Several online poker industry experts estimate that the Golden State will generate about $215 million in gross revenues its first year and that number could increase to as much as $360 million when the industry matures.
They note that profit margins are likely to range between 10-40 percent. Steve Ruddock, columnist for USPoker.com wrote last week: “I don’t know what racing thinks they’re going to make, but assuming online poker licenses were made available to California’s seven racetracks, the chance they could generate $60 million in revenue on a yearly basis is at best not-trivial, and the chance they could generate $60 million in profit (which is what the $60 million yearly payment would amount to) is a number approaching zero.”
Some players likely to participate in an online poker market includes the Pechanga tribe, the Rincon tribe in partnership with Caesars, the Bicycle, Commerce and Hawaiian Gardens card clubs and the Morongo and San Manuel tribes, who are allied with PokerStars.
Meanwhile some tribes that want to see progress on an online poker bill continue to be frustrated by how quickly the legislature has passed bills allowing daily fantasy sports, which some tribes regard as illegal gambling.
Two weeks ago Robert Martin, chairman of the Morongo Band of Mission Indians in Southern California wrote a letter to Gray, who also wrote the bill that would regulate fantasy sports games, including the giants: FanDuel and DraftKings.
In his letter Martin implied that Gray’s bill rewarded those companies “for violating state law.” He added, “[O]ur members are very concerned that a retroactive approval of a form of gaming that is otherwise illegal, simply because it is popular, is a very dangerous precedent.”
The San Manuel Band of Mission Indians sent a similar letter.

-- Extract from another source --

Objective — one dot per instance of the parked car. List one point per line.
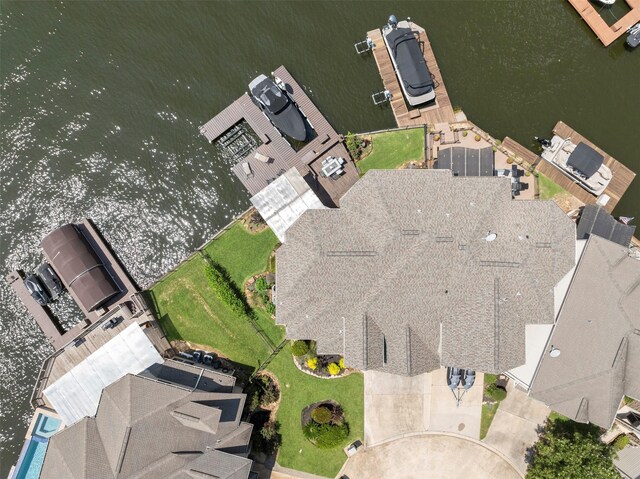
(36, 290)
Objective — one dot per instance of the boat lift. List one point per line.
(381, 97)
(364, 46)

Both bands have been pushing steadily for online poker. San Manuel Chairman Lynn R. Valbuena complained that Gray’s AB 1437 received “very little vetting or deliberation.”
Both letters raised the issue that fantasy sports might be folded into the online poker bill.
Gray’s bill passed the Assembly last month and is under consideration in the Senate.
A spokesman for the Fantasy Sports Trade Association issued a statement that implied that it would support combining the issues. “We appreciate the perspective of the tribes, and look forward to working with the author to address their concerns when the legislation is considered in the Senate,” said Steve Maviglio.